Meurtres et viols en pleines rues et dans le désintérêt général, publicités ventant les améliorations génétiques et mécaniques les plus délirantes, sur-sexualisation et esclavage de la moindre créature féminine, drogues à tous les étages (on pense souvent à L'Incal d'ailleurs) et bien entendu ces symboles iconiques, personnifications du rêve américain, qui se vautrent dans cette fange en sodomisant les jeunes acolytes, en piétinant les innocents et en célébrant la beauté de Big Brother. On reconnait là un Superman fasciste, un Batman fétichiste, une Justice League vendue comme la dernière sitcom à la mode, une écurie Marvel enfermée dans un asile de dégénérés une invasion de vieille légendes transformée en zombies, des pseudo-mutants dépassant de loin les idéaux de Magneto, un remake scabreux d'Aliens.... Et seul le vétéran expéditif, Marshal Law, faisant passer le Clint Eastwood de Dirty Harry pour un enfant de cœur, peut s'ériger en rempart face à l'effondrement total.
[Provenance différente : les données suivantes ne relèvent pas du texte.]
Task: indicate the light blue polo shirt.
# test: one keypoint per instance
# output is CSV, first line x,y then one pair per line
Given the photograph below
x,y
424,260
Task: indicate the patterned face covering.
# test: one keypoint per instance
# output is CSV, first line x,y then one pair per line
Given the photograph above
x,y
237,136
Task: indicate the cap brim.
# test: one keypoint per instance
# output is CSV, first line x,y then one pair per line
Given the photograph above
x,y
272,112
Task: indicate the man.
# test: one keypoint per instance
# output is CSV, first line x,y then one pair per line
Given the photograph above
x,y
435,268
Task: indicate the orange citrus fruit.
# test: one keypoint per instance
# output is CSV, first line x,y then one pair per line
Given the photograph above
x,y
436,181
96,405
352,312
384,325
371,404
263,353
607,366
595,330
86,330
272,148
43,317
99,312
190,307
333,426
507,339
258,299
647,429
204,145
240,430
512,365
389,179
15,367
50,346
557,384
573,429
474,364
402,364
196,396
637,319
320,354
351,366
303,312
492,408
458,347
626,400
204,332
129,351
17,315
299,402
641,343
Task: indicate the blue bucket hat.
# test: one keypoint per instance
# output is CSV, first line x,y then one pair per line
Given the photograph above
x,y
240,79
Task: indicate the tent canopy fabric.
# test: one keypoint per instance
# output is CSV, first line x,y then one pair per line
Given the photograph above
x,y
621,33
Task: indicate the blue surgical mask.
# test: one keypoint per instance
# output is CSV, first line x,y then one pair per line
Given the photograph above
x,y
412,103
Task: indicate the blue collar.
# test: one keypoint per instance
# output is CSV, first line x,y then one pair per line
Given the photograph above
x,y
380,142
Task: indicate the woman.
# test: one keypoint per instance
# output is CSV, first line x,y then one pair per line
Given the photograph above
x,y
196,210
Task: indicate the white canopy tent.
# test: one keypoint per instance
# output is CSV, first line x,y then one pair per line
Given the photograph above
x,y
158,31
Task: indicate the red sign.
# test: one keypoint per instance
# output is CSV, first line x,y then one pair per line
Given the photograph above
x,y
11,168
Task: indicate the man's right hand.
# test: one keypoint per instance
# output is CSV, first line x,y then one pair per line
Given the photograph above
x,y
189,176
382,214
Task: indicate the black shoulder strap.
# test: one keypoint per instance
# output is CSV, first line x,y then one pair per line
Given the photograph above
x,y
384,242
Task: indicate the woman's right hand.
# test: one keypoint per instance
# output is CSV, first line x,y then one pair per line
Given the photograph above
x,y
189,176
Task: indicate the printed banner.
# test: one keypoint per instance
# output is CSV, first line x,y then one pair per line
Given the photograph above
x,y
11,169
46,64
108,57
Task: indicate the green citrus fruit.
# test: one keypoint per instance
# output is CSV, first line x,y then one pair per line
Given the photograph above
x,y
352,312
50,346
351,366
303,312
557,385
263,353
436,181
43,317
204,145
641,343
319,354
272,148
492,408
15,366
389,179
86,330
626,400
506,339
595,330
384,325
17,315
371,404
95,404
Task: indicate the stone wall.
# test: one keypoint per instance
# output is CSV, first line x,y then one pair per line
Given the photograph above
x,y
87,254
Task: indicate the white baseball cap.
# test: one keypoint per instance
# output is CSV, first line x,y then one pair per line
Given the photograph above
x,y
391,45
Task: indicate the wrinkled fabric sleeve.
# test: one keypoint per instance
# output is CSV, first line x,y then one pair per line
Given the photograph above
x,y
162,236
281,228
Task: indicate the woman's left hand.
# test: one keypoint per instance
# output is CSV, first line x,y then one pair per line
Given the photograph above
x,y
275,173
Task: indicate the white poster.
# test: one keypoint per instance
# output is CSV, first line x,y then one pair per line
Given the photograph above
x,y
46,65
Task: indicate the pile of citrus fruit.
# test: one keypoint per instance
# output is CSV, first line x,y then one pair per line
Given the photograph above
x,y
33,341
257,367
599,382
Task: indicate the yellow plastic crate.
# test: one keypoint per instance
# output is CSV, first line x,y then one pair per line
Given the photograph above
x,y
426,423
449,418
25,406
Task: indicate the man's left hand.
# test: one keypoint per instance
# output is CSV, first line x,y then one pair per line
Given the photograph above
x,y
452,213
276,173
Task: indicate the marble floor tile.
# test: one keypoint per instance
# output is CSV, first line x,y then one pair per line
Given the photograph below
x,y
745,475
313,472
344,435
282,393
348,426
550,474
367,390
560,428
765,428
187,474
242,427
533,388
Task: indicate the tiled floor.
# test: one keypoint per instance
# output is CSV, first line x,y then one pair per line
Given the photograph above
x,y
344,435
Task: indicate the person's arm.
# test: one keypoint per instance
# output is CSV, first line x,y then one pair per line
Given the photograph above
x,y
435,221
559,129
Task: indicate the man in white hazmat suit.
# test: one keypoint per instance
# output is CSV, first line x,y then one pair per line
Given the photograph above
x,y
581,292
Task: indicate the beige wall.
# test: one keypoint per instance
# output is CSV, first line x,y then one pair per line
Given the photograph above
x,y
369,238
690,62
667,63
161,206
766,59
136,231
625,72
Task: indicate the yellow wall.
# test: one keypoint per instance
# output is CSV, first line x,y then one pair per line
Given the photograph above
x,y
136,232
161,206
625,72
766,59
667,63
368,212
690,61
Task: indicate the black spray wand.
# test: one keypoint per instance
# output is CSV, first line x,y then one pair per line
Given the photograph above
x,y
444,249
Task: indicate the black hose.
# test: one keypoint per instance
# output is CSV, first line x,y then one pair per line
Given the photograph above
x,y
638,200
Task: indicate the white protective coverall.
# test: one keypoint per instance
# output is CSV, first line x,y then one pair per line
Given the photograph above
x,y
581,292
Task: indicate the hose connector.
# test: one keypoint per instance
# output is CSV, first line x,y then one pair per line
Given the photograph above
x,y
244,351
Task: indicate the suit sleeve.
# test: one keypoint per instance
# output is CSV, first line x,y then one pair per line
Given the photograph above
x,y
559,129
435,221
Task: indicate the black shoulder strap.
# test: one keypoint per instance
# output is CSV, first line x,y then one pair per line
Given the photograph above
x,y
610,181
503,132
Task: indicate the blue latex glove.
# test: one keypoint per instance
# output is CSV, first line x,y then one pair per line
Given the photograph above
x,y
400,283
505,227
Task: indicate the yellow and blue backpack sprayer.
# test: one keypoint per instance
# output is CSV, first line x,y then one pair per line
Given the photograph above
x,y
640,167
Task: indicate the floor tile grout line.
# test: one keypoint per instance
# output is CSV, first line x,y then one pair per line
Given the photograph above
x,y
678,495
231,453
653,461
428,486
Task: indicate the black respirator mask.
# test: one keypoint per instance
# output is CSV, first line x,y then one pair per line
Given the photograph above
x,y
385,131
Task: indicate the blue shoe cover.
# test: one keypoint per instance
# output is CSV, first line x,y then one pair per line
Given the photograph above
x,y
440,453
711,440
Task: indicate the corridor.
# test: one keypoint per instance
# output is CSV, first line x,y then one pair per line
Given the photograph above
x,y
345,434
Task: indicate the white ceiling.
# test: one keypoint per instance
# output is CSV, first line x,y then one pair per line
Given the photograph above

Une jubilation de la décadence et du chaos, un trésor de clin d'œil et détails hilarants extraordinairement dépeint par Kevin O'Neill (La League des Gentlemen Extraordinaires) livrant des planches extrêmes fouillées, fourmillantes de détails, de gags impromptus, de tags, d'inscriptions en tous genres et tirant de minisérie en minisérie vers un style de plus en plus anguleux, de plus en plus grotesque voir burlesque. Jamais très loin des non-sens absolus d'un Tank Girl, Marshal Law, dont la quintessence des douces aventures est réunie ici (manque deux nouvelles illustrées et trois crossovers bloqués pour des raisons de droits), n'est pas qu'une lecture destroy aux dialogues parfois dignes d'un Audiard, où l'on passe le temps à se taper sur la cuisse entre deux goulées de bière, mais aussi une exacerbation brillante des pires travers de la société US, alors sous le régime ultralibéral de Ronald Reagan : patriotisme aveugle, course à la réussite, valeurs guerrières, misogynie, manipulation des politiques étrangères, culture de la torture.... N'en jetez plus !

Des thèmes politiques et solides, qui nourrissent une réflexion profonde et souvent visionnaire (oui Marshal Law est encore et toujours d'actualité) avec un dispositif simple comme bonjour : et si on confrontait la mythologie super-héroïque à la triste réalité ? A priori elle finit au fond du caniveau.